BINJAI -- Tragedi menimpa RS, seorang pemuda berusia 19 tahun, warga Percukaian Kelurahan Pahlawan Binjai Utara, yang ditemukan tewas tertabrak kereta api di jalan cempaka. Kejadian ini diungkapkan oleh saksi MKA, yang melihat korban saat berlari pagi di lokasi kejadian.
Menurut keterangan saksi, RS pertama kali terlihat duduk di tengah rel dengan posisi memeluk lutut dan muka tidak terlihat. Meski saksi memanggil korban, tidak ada respons. Saksi melanjutkan perjalanan pulang, namun sekitar 150 meter dari korban, ia melihat sebuah box kuning.
Ketika saksi duduk di dekat box tersebut, ia teringat bahwa kereta api akan lewat. Fokusnya teralihkan ke arah korban, namun RS tak kunjung bergerak. Saksi mencoba membangunkan korban dengan melempar batu, namun sia-sia. Kereta api mendekat, dan saksi menyadari bahwa korban tertabrak dan terseret sejauh 20 meter.

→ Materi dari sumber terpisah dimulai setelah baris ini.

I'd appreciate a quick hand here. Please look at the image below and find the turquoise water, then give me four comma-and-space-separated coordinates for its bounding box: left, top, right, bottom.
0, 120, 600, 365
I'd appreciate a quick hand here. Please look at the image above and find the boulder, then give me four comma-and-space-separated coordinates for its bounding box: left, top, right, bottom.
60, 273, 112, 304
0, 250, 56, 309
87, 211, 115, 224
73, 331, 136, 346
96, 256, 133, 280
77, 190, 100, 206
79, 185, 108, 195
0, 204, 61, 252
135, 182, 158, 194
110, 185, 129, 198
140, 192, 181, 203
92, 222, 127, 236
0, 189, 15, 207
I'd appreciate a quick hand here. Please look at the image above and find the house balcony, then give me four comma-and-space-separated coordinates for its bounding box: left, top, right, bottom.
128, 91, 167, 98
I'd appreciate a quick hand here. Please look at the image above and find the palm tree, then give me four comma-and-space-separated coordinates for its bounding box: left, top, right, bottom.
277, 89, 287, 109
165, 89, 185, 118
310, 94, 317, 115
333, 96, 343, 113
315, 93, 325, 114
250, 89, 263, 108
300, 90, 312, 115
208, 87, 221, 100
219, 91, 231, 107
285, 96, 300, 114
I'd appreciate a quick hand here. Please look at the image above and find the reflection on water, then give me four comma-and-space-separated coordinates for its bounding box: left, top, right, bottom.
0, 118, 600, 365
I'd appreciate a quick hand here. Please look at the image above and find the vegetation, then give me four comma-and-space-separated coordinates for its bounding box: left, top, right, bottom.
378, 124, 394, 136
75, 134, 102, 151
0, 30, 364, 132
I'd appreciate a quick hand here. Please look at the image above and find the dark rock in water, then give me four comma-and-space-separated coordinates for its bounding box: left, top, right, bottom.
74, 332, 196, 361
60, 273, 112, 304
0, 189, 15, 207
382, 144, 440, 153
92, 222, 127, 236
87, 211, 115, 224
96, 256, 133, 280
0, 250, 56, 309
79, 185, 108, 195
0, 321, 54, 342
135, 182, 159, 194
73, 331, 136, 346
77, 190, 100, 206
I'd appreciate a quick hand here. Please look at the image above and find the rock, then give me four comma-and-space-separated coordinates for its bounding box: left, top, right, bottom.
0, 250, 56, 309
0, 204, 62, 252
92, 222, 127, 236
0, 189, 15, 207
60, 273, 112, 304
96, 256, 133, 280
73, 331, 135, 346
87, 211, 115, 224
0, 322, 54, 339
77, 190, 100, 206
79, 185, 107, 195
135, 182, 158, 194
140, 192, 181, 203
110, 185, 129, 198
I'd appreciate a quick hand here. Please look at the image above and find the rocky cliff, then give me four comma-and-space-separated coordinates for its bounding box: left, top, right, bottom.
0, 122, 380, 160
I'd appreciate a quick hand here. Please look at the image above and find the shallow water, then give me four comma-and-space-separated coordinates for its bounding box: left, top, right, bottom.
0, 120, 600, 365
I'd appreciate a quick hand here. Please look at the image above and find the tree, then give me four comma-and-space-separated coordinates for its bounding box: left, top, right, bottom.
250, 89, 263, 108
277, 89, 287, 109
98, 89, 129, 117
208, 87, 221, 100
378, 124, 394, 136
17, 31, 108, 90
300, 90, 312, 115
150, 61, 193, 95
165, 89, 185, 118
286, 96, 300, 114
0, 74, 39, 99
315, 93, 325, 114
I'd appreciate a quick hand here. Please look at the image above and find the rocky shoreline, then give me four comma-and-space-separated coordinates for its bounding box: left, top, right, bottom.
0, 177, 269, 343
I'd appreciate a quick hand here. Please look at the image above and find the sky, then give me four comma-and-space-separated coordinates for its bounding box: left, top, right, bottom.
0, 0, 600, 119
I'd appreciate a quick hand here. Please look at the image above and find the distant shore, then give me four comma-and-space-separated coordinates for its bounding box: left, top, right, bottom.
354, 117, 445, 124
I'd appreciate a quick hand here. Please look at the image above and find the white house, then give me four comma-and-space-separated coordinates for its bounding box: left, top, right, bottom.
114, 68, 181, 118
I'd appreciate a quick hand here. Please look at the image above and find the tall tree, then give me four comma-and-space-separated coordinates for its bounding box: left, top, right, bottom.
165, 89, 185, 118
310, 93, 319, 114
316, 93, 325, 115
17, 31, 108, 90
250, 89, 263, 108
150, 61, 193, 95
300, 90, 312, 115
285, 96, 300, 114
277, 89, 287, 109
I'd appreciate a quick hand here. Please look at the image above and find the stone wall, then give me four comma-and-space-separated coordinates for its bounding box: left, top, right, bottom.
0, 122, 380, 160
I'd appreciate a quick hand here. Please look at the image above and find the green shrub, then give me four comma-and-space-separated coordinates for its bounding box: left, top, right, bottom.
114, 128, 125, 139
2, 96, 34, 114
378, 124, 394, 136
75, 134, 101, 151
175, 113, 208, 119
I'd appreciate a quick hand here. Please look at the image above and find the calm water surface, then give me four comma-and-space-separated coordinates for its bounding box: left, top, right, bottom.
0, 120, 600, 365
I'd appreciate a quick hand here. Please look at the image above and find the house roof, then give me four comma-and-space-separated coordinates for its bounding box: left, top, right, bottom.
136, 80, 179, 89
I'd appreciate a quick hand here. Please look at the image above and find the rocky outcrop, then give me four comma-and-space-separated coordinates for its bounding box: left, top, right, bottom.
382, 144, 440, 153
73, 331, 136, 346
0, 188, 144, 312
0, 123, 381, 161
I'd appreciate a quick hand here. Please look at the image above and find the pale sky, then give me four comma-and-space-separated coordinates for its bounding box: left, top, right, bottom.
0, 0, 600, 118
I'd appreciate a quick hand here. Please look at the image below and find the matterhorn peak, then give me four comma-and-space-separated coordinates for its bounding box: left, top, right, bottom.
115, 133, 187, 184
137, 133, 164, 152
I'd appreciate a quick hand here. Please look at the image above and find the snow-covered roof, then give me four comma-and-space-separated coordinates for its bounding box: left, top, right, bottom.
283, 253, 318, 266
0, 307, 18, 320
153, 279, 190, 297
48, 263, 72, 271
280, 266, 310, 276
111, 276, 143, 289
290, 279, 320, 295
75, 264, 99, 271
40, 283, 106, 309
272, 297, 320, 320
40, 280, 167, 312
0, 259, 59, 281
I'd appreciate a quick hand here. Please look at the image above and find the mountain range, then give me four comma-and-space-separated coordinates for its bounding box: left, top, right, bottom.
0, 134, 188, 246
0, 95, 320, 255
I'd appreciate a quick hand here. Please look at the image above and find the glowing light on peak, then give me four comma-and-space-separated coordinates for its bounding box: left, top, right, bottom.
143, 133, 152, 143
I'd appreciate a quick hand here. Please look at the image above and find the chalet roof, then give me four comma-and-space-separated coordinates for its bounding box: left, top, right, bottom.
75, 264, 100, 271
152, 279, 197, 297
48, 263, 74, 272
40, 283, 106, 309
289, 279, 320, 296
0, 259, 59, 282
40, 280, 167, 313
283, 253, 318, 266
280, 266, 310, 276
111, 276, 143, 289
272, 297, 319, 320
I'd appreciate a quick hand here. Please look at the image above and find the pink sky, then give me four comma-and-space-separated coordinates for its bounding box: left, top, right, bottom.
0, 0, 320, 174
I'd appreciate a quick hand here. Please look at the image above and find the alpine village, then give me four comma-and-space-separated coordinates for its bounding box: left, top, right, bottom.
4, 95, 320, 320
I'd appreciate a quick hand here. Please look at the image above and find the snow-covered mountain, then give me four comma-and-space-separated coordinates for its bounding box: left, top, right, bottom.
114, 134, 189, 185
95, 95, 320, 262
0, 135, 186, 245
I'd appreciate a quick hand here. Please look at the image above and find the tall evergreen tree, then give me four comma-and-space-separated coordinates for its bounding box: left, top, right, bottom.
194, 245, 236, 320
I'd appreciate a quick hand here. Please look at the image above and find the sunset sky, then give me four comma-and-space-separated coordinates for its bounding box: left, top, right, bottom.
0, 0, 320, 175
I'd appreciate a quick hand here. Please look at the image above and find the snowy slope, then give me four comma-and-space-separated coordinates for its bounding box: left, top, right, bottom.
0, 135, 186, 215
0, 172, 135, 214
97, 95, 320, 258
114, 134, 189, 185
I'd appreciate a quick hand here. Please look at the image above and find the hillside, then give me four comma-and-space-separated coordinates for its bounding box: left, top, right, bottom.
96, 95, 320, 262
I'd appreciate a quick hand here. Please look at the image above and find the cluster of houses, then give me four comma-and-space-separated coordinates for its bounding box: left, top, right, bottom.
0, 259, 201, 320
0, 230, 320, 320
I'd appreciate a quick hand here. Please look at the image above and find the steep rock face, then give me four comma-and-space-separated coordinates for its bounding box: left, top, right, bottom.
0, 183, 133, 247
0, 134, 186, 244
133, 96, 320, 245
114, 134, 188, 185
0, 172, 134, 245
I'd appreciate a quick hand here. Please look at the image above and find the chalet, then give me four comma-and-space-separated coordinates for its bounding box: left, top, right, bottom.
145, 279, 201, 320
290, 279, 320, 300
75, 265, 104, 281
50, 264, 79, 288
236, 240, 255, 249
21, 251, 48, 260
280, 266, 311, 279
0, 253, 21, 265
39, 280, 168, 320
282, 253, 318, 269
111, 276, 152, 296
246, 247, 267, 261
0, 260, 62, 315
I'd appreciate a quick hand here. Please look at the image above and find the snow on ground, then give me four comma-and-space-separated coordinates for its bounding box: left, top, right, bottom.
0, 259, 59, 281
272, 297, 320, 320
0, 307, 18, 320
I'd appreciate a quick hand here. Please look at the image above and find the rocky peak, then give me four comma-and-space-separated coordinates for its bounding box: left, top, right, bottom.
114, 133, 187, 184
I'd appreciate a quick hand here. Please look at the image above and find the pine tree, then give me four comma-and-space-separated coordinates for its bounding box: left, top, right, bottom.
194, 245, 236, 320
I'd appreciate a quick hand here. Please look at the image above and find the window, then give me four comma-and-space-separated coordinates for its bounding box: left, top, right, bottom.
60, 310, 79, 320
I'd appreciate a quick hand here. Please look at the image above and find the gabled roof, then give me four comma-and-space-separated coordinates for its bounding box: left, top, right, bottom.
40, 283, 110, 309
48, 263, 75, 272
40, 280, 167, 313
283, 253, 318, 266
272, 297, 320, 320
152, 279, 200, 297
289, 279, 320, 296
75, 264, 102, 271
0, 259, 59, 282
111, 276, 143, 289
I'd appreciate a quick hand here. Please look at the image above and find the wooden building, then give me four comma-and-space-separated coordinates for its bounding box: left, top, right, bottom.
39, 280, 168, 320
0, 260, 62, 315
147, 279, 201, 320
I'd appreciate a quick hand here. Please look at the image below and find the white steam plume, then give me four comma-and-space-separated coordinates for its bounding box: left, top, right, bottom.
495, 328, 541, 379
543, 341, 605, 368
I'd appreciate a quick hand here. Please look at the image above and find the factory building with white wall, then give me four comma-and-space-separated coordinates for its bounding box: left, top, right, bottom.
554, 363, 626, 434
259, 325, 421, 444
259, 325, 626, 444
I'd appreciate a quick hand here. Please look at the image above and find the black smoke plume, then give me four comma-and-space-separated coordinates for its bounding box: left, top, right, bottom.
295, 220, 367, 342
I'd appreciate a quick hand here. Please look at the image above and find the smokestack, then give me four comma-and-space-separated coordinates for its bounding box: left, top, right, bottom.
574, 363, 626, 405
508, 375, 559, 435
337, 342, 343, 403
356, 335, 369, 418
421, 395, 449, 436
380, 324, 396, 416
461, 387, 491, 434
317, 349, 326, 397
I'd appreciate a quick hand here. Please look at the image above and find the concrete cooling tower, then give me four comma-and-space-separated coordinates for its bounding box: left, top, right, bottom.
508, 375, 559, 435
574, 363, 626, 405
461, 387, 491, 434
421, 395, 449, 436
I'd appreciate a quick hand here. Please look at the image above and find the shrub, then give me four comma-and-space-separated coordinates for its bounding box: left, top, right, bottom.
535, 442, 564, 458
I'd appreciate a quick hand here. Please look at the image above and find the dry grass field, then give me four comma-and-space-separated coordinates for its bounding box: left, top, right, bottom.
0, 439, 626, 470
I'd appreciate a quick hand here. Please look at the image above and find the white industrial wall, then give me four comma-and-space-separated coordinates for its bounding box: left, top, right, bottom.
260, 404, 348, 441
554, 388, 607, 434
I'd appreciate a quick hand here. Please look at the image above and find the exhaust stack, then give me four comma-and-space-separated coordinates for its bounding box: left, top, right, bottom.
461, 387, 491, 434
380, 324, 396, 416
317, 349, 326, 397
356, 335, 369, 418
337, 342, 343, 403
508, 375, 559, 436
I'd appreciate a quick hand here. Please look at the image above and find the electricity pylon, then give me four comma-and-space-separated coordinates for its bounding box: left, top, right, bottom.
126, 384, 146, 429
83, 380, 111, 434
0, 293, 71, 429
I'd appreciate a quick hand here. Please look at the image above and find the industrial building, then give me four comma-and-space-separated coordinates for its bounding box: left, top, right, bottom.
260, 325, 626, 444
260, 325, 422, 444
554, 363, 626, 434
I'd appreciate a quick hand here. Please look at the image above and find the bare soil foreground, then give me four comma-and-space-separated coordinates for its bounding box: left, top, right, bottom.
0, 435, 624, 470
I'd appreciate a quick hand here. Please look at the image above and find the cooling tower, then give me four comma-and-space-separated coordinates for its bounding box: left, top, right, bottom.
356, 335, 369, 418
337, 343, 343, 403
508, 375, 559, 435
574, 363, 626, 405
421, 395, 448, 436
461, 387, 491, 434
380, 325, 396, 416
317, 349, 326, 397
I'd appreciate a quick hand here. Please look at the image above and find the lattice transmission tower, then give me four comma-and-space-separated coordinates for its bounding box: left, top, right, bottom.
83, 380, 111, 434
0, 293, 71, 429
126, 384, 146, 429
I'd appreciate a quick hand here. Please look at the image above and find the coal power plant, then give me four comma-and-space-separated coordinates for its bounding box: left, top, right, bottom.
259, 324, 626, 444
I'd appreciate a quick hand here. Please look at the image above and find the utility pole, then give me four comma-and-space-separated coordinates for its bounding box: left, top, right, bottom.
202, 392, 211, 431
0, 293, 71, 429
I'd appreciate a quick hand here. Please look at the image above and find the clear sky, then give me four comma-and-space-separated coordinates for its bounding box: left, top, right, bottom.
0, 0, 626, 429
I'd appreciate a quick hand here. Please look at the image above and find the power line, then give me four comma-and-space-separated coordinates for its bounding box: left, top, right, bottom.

Saksi mencoba memahami kondisi korban dan menduga bahwa RS mungkin tidur dalam keadaan mabuk. Sebuah sepeda yang ditemukan dalam keadaan bocor dan tanpa rantai membuat saksi menduga korban adalah seorang tukang parkir. Kantong plastik berisi rompi tukang parkir ditemukan di sepeda korban.
Setelah beberapa jam, keluarga korban datang ke tempat kejadian. Informasi dari warga menyebutkan bahwa tidak ada ambulans yang tiba di lokasi, hanya polisi yang membawa korban. Wajah korban hancur dan tidak dapat dikenali lagi.
Ketidakjelasan seputar kejadian ini meninggalkan banyak pertanyaan. Apakah RS tidur dalam keadaan mabuk atau ada niat bunuh diri? Mengapa tidak ada ambulans yang datang ke lokasi? Keluarga korban terpaksa merelakan kepergian RS dengan penuh duka. Kejadian ini menjadi peringatan akan pentingnya keselamatan di sekitar jalur kereta api.
Berdasarkan kasus, tidak terlihat secara langsung adanya pelanggaran hak asasi manusia. Akan tetapi, terdapat beberapa aspek yang dapat memunculkan pertanyaan atau kekhawatiran terkait hak asasi manusia:
Waktu Tanggapan Medis:
Ambulans yang tiba satu jam setelah kejadian dapat menimbulkan pertanyaan mengenai ketepatan dan kecepatan tanggapan medis. Hak asasi manusia mencakup hak untuk mendapatkan pelayanan medis yang tepat dan cepat, terutama dalam situasi kecelakaan atau darurat.
Keadaan Mental dan Kesejahteraan:
Dugaan bahwa RS mungkin tidur dalam keadaan mabuk atau memiliki niat bunuh diri menyoroti pentingnya memahami dan mengatasi masalah kesehatan mental di masyarakat. Masyarakat membutuhkan akses ke layanan kesehatan mental yang memadai dan edukasi untuk mengurangi stigma terkait masalah ini.
Meskipun tidak ada pelanggaran hak asasi manusia yang terlihat secara langsung, penting untuk melakukan penyelidikan lebih lanjut dan mengidentifikasi apakah ada aspek lain dalam kejadian ini yang dapat mempengaruhi hak asasi manusia. Selain itu, peningkatan kesadaran akan kesejahteraan mental dan tanggapan medis yang cepat dapat membantu mencegah kejadian serupa di masa depan.